Grev hakkının anayasal bir hak olduğunu belirten Bingöl, şu değerlendirmeyi yaptı:
İşçilerin derinleşen emek sömürüsüne karşı tek sığınağı sendikal örgütlülüğü ve örgütlü gücünden gelen grev hakkıdır. Sendikal örgütlenme ve grev hakkı, işçilerin Anayasa ile güvence altına alınmış haklarıdır. Anayasal haklarını kullanan işçilere yönelik işverenlerin baskı ve şiddet araçlarının yanı sıra AKP döneminde iktidar eliyle de emek karşıtı kararnamelere imza atılarak grev hakları fiilen yasaklanmıştır. Emek mücadelesinin parçası olan grevler “genel sağlığı ve milli güvenliği bozucu nitelikte” kapsamında değerlendirilerek, 2003 yılından bu yana 17 grev erteleme kararnamesi yayımlanmış ve 194 bin 39 işçinin grevi ertelenerek fiilen yasaklanmıştır.

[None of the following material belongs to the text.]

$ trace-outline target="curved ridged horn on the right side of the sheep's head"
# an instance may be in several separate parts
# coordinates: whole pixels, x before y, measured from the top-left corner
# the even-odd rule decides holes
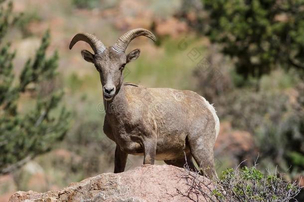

'PATRONLARI SAVUNAN BİR İKTİDARIN EMEK DÜŞMANLIĞI İLE KARŞI KARŞIYALAR'
Türkiye’de geçen ay başlayan, sonuçlanan veya devam eden 65 grev var. Ülkenin dört bir yanından, çeşitli iş kollarından işçiler insanca yaşam için haykırıyor. Çünkü emeği ucuza pazarlayan, halkını asgari ücrete mahkum eden, milyonlarca emekçiyi değil, bankada milyonları olan patronları savunan bir iktidarın emek düşmanlığı ile karşı karşıyalar. İşçinin emeği üzerinden kurdukları rant sistemi artık çöktü. İktidara sırtını dayayıp, işçinin boğazından 3 kuruş keserek kendi yandaş düzenlerini sürdürenlerin dönemi bitti.
Günde 12 saat çalışan bir işçinin ev kirasını, faturalarını ödeyemediği, pazardan meyve alamadığı, çocuğuna harçlık veremediği AKP’nin sömürü sistemini, sosyal devlet anlayışıyla emekten yana taraf alarak değiştireceğiz. Alın terinin hakkını savunan, insanca yaşam isteyen işçilerimizin başlattığı grevlerle dayanışmayı büyüteceğiz.